So after some days after the single cells are laid out in a nanowell, we add special beads to the cells. These beads are coated with protein A and the cell in these few days secretes the products or the antibody into the outer well part and the secreted antibody can bind to protein A on the beads. And then on top of that, we add a fluorescently labeled antibody. So basically based on the level of fluorescence that gets detected by the microscope, we can say, is this clone likely to be a high producer in the end or not?

And you see in these pictures, in these microscope pictures down here, how the process during CLD works, sorry, how the process of CLD works. So on day zero and day one, we take pictures to detect the monophonality of the cells. So you have to be sure that really only one cell at the beginning of single cell cloning was present in the well. Then on day four, we detect the outgrowth of the clone.

So it has to be at least eight cells in the well. So we can say the clone has outgrown. Then you see already here these black dots. These black dots are the beads that we add also on day four.

And then we detect the fluorescence of the clone. So basically you see here in the middle, this clone has a higher fluorescence intensity than the wells that are around it. So this seems to be a very nice one because it's monoclonal, it has outgrown and it shows a high fluorescence. So the device will take this clone automatically and transfer it to the next well stage.

So during the development phase, of course we wanted to evaluate just that this principle works. So we were taking some clones that had a high fluorescence, and also we were taking some clones that had a low fluorescence and checked them in a fat batch condition. So we inoculated small scale fat batches and indeed we saw that the high fluorescent clones also had higher titers later on in the fat batch compared to the low ones. What you can also do is you can also select cells without the productivity assays, so you can select them randomly.

Randomly does not mean we pick blindly the cells, but we take them based on all the other parameters the Cell Selector provides to us. So up to eighty parameters are collected with the Cell Selector and a special combination out of that. We take also into consideration to select a clone. But however, the chance to find a high produce we see as increase if you use the productivity assay.

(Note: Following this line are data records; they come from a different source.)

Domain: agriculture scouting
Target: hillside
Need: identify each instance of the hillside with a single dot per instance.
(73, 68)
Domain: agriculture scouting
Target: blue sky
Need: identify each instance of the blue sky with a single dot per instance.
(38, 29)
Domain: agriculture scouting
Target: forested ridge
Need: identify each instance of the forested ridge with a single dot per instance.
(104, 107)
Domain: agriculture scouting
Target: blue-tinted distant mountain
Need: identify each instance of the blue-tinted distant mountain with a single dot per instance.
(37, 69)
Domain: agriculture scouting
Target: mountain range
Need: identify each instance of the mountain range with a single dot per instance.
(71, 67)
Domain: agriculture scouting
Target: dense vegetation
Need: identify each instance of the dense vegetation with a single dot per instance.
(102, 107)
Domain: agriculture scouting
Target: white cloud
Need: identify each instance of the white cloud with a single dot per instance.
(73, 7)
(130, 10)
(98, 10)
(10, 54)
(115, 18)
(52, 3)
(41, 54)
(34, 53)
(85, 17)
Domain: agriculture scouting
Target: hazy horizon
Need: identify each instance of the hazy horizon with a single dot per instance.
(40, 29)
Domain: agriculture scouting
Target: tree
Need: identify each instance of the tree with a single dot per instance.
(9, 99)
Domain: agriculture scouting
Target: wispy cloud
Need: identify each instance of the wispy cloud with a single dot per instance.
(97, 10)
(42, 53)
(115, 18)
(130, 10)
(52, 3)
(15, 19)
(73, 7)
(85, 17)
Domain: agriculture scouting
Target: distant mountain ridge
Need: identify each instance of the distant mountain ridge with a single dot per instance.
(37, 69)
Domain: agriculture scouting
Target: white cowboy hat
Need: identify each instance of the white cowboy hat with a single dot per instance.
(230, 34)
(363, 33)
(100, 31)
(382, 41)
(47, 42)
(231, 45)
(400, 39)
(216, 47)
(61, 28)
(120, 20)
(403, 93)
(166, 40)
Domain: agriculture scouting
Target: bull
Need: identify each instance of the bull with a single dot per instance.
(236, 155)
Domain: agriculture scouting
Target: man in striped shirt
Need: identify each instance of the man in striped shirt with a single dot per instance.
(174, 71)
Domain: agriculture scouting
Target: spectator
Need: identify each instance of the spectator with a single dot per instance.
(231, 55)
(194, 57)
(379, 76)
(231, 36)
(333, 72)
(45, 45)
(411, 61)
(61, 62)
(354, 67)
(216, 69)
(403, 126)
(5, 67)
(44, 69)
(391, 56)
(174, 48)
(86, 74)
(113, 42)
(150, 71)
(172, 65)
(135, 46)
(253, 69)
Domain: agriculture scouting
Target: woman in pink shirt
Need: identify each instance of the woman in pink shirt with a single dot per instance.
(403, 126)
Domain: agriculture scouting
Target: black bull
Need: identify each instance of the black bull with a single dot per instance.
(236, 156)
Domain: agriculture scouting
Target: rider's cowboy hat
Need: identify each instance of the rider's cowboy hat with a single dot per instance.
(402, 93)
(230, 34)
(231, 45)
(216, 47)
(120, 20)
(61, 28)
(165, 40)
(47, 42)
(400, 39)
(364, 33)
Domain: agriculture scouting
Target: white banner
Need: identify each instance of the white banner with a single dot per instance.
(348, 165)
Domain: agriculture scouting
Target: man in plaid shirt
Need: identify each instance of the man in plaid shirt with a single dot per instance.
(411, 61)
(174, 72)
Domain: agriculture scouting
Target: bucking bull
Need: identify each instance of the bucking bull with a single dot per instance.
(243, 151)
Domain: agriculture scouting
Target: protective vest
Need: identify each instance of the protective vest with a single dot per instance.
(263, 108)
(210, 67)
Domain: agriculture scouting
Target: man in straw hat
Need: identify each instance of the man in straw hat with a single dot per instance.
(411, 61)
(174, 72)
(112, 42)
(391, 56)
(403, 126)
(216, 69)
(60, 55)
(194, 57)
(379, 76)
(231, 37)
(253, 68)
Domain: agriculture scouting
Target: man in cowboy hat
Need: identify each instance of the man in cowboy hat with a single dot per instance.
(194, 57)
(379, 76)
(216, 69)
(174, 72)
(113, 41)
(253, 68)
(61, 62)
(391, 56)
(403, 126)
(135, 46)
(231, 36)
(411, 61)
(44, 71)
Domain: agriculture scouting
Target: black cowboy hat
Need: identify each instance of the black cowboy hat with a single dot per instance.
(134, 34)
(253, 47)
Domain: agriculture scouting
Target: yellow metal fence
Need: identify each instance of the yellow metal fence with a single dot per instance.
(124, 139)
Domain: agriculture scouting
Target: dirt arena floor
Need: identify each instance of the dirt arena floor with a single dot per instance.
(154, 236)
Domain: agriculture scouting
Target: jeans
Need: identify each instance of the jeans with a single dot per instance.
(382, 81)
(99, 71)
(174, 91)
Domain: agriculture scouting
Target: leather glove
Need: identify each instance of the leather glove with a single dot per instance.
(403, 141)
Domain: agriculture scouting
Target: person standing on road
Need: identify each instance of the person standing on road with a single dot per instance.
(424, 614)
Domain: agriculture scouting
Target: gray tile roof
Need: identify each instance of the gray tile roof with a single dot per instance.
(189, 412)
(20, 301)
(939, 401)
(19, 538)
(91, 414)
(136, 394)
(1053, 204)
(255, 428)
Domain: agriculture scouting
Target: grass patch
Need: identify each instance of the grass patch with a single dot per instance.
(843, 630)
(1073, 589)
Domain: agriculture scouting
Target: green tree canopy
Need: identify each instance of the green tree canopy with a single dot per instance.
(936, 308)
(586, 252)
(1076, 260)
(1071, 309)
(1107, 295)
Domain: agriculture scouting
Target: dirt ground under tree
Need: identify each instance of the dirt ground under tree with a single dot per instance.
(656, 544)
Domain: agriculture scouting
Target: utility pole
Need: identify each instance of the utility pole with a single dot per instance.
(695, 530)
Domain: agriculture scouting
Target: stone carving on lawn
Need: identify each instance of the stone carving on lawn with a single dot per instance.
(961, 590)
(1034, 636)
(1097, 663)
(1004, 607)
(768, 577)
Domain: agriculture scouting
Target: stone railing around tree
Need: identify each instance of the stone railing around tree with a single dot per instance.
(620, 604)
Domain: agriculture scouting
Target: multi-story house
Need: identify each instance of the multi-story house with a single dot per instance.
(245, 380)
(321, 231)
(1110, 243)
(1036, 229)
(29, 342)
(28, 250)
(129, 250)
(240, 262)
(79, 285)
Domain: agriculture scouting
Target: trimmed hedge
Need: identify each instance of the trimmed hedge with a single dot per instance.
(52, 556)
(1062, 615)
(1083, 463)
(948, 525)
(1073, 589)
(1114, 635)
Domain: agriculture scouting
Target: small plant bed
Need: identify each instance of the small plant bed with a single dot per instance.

Next, I will like to shortly touch upon a very interesting topic, what the development team has done.

They were trying or they are working on developing a predictive data platform. So working with data modeling for cell line development in order to predict.

So the goal of this was to use the data of the CellCelector and with applying a data model, being able to predict the performance of the clone later in the ENDRA fifteen system.

But this here shortly explains how it was done. So at first, the first step is that you collect the data. In this case, it came from five test products. The data source is the CellCelector.

So the data is a lot of different cell parameters and fluorescence parameters. And the raw data itself from all these different products needed to be pre processed. So for the pre processing, we have done a round of data normalization. The data normalization is very important to be done, because if you have data from different products, clones tend to in the plot tend to cluster to form clusters per product.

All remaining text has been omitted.